Have you ever noticed how Minecraft, one of the most successful and beloved (indie) games of recent years, doesn’t remember your window size and position between sessions? Unless you have full-screen mode enabled, it always starts in the same little window, which I suspect most players immediately resize.
You would think that this would be a pretty simple convenience to implement. I don’t know why Notch didn’t choose to do so, but I suspect that it has something to do with LWJGL and the deficiencies of its Display object.
Any LWJGL app that wishes to render to the screen must first initialize an instance of Display. By default this creates a new window, but it lacks certain methods that you might expect to be present. You can’t, for example, check whether or not the window has been maximized.
To get around this, it’s possible to bind the Display object to a Java AWT canvas object instead, which can then be attached to an AWT window over which you have a bit more control.
When I started Shootah I originally adopted the first method, then switched to the second for the sake of user-friendliness.

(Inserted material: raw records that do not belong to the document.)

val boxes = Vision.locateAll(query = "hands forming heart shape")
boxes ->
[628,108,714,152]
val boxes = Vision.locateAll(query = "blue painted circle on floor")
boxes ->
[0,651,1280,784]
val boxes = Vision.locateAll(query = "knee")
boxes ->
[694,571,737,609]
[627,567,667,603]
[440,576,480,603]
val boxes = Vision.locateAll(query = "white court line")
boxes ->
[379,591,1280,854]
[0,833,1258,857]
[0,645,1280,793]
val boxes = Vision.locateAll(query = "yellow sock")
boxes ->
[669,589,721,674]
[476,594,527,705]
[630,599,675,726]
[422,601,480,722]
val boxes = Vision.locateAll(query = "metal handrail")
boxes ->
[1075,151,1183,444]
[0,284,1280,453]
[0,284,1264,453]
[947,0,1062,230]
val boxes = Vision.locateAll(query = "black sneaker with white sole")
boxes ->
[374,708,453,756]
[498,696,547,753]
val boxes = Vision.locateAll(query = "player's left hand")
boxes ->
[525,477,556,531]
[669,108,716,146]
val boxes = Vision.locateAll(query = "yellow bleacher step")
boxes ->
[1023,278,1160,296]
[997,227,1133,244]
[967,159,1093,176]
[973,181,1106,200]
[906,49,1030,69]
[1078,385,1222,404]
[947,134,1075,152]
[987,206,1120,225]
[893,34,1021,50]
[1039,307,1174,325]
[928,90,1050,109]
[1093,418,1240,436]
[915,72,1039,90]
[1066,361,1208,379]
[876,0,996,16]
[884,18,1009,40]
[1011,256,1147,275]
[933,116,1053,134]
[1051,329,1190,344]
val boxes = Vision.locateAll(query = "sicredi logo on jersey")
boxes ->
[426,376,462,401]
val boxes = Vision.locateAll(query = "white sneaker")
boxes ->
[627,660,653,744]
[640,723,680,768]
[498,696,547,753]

The thing is, now that I’ve added support for game controllers, a bug has arisen which is causing the app to lock up when deleting the AWT frame at shutdown time. It only happens if I enable the LWJGL controller interface, even if I do nothing but immediately delete it. It seems that LWJGL controllers don’t play nice with AWT’s message queue. After a few frustrating evenings spent dicking around with it, I think that, for the sake of simplicity, I’m going to drop the frame and go back to just letting the Display object create the game window.
This might mean that the next release will actually lose the ability to recreate the game window exactly as it was the last time you played, but sod it. There’s more important stuff to be getting on with.
Other than that, the new controller code is working well, but there’s still some tweaking and additional content I want to add before the next build. It should work with any USB game controller, though the default button mapping is based on the XBox 360 pad. Customizable controls will be available in a future release.